Personengesellschaften: Als Mitunternehmer einer gewerblichen Personengesellschaft erzielen diese auf der Grundlage ihrer gesellschaftsrechtlichen Verbindung nicht nur – strukturell gleich einem Einzelunternehmer – in eigener Person gewerbliche Einkünfte, sondern sind auch gewerbesteuerrechtlich Träger des Verlustabzugs und deshalb sachlich gewerbesteuerpflichtig.

Ausscheiden eines Gesellschafters: Beim Ausscheiden von Gesellschaftern aus einer Personengesellschaft geht deshalb gem. § 10a GewStG der Verlustabzug verloren, soweit der Fehlbetrag anteilig auf die ausgeschiedenen Gesellschafter entfällt.

Ununterbrochene Unternehmeridentität erforderlich: Die Inanspruchnahme des Verlustabzugs setzt danach die ununterbrochene Unternehmeridentität voraus, so dass auch kurzfristige Unterbrechungen zum Wegfall des Verlustabzugs führen.

Doppelstöckige Personengesellschaft: Bei sog. doppelstöckigen Personengesellschaften ist weiter zu beachten, dass die Oberpersonengesellschaft nicht nur Gesellschafterin, sondern unter der Voraussetzung auch Mitunternehmerin der Unterpersonengesellschaft und damit Trägerin des Verlustabzugs ist, dass sie an letzterer Gesellschaft mitunternehmerisch beteiligt ist.

Rechtsfolgen: Dies bedingt einerseits, dass ein Wechsel im Kreis der Gesellschafter der Oberpersonengesellschaft die Unternehmeridentität bezüglich der Unterpersonengesellschaft unberührt lässt. Andererseits bedeutet dies aber auch, dass der Verlustabzug nach § 10a GewStG selbst dann anteilig entfällt, wenn der aus einer Personengesellschaft ausscheidende Gesellschafter über eine andere Gesellschaft (Oberpersonengesellschaft) weiterhin mittelbar an der Unterpersonengesellschaft beteiligt bleibt.

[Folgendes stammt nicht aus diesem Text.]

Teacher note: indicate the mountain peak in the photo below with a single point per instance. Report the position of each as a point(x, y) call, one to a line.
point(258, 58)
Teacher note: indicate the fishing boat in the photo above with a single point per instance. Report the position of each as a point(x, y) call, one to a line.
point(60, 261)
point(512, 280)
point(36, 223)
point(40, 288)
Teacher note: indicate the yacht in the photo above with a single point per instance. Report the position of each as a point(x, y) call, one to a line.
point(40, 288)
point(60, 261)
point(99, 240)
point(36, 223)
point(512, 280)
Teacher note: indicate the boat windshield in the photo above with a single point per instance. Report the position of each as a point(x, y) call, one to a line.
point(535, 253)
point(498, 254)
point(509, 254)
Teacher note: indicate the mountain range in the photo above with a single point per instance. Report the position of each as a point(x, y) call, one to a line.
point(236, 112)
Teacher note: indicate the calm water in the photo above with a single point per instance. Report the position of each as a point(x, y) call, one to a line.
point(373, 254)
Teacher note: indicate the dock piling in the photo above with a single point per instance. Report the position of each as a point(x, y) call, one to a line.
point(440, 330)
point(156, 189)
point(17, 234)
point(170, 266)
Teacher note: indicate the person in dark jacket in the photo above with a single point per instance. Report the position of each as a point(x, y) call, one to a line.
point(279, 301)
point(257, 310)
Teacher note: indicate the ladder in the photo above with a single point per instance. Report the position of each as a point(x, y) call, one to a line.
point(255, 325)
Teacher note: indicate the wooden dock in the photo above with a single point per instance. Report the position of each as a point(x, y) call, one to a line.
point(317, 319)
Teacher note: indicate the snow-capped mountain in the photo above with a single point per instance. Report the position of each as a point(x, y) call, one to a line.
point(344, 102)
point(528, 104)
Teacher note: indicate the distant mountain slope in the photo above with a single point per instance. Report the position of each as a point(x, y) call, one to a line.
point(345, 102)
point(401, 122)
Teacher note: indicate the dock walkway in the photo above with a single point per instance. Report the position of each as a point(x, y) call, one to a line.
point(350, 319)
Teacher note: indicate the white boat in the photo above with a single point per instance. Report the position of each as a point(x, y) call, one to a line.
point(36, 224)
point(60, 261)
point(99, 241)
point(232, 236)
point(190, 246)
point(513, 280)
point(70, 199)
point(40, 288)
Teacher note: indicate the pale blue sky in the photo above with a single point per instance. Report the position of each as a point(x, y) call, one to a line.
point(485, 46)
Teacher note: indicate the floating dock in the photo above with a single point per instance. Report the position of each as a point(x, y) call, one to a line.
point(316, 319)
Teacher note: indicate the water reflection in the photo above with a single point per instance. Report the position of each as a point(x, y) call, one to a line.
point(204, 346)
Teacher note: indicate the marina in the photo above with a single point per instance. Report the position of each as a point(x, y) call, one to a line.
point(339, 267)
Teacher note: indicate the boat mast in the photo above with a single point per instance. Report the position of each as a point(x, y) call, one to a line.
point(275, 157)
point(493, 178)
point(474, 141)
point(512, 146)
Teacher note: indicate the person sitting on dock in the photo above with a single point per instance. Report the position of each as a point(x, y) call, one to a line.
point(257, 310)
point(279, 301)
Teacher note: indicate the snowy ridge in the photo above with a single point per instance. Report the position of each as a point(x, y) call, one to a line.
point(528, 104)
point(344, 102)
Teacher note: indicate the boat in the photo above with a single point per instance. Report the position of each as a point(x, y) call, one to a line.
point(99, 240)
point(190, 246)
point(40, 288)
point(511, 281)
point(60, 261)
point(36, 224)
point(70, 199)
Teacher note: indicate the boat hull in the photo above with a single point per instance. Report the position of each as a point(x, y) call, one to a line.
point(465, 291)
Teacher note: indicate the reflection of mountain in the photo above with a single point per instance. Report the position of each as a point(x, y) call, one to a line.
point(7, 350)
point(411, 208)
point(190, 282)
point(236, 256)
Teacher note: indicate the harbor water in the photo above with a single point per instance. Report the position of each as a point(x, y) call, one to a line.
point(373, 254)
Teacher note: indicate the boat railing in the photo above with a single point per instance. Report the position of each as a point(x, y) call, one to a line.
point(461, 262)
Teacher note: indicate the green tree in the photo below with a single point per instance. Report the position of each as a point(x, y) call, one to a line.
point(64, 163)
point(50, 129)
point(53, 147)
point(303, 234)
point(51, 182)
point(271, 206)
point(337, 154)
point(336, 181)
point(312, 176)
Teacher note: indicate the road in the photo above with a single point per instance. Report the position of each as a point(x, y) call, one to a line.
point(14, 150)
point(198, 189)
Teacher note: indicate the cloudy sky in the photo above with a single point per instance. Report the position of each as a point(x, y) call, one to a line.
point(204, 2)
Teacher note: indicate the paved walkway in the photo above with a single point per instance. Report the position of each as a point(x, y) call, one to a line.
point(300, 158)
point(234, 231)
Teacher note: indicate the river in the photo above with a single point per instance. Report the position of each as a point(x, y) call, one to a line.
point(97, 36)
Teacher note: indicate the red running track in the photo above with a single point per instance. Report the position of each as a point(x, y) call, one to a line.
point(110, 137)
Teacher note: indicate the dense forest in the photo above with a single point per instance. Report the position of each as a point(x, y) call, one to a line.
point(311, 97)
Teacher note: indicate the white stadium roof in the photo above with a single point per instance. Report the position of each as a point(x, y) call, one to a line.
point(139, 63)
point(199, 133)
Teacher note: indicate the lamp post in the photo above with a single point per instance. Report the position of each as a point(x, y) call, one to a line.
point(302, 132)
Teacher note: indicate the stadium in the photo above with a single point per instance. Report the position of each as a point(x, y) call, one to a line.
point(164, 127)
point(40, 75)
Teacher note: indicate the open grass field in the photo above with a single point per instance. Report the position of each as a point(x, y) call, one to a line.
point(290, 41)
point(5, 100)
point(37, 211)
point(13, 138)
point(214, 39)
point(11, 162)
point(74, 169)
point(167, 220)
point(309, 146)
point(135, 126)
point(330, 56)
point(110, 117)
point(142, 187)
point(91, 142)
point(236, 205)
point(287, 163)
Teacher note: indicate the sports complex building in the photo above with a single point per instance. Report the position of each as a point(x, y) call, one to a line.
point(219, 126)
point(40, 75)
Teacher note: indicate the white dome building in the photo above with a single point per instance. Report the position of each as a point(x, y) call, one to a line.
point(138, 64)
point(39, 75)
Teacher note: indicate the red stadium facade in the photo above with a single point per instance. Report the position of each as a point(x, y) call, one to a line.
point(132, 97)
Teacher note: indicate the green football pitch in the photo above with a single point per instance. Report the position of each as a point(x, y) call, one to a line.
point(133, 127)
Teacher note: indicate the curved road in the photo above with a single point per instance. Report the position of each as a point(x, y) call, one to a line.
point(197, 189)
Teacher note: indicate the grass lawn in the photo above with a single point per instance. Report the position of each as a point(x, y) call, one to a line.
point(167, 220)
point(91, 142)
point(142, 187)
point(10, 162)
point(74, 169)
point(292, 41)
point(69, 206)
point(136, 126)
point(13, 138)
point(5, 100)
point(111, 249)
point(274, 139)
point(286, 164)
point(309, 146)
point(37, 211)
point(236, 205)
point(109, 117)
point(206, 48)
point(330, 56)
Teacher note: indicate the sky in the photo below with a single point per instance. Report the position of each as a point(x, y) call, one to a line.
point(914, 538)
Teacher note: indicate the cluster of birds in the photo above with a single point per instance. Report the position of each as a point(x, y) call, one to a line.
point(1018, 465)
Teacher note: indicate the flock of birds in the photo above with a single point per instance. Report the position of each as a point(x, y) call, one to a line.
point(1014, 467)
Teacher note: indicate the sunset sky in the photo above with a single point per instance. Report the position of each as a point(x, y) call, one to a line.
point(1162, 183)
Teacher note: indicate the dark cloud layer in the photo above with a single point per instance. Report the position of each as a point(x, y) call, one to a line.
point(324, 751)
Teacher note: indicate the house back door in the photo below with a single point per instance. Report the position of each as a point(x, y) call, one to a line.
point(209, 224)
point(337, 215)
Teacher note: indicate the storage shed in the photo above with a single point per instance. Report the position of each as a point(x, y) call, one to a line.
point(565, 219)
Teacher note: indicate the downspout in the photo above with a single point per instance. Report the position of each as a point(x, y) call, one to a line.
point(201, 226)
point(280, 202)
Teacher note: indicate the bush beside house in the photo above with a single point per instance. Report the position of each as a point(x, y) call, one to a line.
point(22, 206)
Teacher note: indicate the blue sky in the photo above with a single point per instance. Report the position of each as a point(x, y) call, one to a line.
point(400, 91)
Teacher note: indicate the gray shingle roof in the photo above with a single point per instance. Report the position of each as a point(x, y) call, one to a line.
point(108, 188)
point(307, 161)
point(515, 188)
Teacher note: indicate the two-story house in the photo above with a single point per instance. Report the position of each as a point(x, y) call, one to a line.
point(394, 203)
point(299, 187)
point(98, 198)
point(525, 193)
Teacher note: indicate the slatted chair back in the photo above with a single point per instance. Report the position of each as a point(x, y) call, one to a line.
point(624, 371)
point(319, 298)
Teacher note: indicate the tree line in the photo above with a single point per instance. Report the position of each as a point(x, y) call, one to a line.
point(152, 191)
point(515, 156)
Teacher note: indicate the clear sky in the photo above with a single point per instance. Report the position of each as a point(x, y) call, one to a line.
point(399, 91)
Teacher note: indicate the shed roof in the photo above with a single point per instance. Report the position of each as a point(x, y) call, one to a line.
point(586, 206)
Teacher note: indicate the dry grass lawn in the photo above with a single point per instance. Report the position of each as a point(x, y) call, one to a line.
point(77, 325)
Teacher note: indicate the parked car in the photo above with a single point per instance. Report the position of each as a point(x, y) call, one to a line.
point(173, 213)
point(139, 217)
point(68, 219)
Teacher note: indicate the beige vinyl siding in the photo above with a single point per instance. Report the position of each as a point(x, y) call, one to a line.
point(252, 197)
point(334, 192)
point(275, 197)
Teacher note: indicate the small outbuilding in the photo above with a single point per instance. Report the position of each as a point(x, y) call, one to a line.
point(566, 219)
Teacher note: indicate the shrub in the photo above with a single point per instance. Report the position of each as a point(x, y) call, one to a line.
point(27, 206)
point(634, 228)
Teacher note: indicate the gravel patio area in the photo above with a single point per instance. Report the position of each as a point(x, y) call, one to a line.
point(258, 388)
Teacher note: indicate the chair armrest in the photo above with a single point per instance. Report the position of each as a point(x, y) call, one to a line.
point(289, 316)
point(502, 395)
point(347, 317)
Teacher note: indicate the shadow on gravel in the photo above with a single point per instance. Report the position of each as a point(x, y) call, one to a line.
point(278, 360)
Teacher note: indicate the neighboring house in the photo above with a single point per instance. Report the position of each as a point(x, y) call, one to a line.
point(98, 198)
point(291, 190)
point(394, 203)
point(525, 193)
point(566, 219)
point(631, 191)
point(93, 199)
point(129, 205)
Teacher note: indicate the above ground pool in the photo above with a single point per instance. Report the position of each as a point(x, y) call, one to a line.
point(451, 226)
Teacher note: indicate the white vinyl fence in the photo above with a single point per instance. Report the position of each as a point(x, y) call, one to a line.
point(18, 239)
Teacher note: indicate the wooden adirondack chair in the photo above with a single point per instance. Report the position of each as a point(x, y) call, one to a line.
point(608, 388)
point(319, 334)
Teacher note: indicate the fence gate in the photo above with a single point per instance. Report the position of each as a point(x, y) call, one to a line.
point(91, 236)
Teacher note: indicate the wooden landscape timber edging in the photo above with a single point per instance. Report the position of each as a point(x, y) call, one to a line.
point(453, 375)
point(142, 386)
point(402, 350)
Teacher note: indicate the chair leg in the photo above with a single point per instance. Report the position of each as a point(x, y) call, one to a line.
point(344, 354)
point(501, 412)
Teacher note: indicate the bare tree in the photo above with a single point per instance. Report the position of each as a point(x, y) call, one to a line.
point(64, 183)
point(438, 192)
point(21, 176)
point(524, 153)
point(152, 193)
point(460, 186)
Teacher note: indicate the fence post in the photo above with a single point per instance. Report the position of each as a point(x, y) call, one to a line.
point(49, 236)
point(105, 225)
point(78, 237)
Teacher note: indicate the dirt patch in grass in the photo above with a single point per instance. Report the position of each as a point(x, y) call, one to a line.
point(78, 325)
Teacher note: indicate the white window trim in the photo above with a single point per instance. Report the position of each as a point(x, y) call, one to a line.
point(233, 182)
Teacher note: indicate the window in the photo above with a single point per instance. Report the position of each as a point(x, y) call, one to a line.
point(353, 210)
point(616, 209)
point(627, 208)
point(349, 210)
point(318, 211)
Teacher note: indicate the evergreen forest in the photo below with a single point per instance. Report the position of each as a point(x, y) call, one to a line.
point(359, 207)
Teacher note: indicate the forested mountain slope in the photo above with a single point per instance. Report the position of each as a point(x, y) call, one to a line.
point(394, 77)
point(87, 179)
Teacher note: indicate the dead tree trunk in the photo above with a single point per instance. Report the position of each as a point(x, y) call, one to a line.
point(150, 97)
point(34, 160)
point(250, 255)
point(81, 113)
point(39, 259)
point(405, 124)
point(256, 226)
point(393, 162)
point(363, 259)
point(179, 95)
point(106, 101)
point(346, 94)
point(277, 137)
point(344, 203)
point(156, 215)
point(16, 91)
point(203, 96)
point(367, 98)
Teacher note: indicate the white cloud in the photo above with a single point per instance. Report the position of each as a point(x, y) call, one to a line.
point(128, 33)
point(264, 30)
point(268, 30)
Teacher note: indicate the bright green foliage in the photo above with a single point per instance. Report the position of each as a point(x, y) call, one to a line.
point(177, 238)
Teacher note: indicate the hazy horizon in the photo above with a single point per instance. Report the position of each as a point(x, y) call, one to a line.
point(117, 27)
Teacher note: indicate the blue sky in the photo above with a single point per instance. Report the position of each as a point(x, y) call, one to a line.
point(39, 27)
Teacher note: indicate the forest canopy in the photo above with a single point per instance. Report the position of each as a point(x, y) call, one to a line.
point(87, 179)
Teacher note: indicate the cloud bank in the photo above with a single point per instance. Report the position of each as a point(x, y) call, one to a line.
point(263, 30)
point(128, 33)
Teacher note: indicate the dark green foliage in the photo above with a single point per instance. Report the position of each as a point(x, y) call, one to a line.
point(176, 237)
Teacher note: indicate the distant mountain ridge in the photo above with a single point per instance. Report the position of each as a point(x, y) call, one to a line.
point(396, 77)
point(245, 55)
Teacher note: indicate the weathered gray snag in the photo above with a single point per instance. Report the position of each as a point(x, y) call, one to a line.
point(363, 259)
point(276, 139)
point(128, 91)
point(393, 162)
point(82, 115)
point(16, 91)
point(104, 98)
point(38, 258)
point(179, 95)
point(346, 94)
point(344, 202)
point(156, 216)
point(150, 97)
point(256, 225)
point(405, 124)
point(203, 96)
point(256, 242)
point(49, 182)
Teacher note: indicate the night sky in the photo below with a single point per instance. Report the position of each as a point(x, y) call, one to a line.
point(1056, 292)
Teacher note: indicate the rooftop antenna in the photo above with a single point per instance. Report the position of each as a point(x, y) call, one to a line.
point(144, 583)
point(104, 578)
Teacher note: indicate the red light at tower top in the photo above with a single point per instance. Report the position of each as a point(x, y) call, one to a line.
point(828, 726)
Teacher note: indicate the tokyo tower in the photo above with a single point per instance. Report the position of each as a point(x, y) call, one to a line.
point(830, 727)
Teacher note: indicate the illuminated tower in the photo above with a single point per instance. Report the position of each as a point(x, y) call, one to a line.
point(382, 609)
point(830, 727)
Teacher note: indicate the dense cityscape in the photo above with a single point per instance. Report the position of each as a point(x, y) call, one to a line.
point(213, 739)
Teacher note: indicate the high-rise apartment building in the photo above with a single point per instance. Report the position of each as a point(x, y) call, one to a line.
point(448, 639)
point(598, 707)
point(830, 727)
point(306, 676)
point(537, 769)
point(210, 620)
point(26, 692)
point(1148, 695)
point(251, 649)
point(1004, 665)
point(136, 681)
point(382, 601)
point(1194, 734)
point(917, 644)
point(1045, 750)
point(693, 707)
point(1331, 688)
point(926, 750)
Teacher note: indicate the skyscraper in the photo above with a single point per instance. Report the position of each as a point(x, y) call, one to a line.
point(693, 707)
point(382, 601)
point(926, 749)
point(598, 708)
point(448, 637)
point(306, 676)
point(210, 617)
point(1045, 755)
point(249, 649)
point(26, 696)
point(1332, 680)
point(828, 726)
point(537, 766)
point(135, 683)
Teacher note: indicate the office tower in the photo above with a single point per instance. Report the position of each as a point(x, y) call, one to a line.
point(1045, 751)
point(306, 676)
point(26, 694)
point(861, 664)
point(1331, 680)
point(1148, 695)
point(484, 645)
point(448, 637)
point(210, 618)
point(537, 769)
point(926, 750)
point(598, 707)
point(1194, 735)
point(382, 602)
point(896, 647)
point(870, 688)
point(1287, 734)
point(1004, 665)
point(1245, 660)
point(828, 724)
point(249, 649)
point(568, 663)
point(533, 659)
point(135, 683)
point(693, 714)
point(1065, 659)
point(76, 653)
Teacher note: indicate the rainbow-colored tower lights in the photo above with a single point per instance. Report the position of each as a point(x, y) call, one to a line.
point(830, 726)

Mittelbare Mitunternehmerstellung: Die Regelung des § 15 Abs. 1 Satz 1 Nr. 2 Satz 2 EStG zur mittelbaren Mitunternehmerstellung des Obergesellschafters an der Unterpersonengesellschaft ändert an der dargelegten Rechtslage nichts. Die Vorschrift ist war auch gewerbesteuerrechtlich zu beachten; sie lässt aber die mitunternehmerschaftliche Beteiligung der Oberpersonengesellschaft an der Unterpersonengesellschaft unberührt und hat deshalb lediglich zur Folge, dass der Verlustabzug nur im Rahmen des Sonderbetriebsvermögensbereichs des Obergesellschafters zulässig ist.

Bedeutung für den Urteilsfall: Durch die Übertragung des 100%-igen Kommanditanteils von R auf die A-KG war die letztere Gesellschafter der K-KG geworden. Daran ändert auch der Umstand nichts, dass R der alleinige Kommanditist der A-KG war und die Komplementärin keine Vermögensbeteiligung besaß. Die ununterbrochene Unternehmeridentität wurde durch den Gesellschafterwechsel kurzfristig durchbrochen, was zum Verlust des Verlustabzugs führte.

Beraterhinweis: Der BFH bestätigt seine bisherige Rechtsprechung zu § 10a GewStG und den Grundsätzen der für den Verlustabzug erforderlichen Unternehmensidentität sowie Unternehmeridentität. Dabei stellt sich bereits eine kurzfristige Unterbrechung – selbst für eine logische Sekunde – als schädlich für einen Verlustabzug dar.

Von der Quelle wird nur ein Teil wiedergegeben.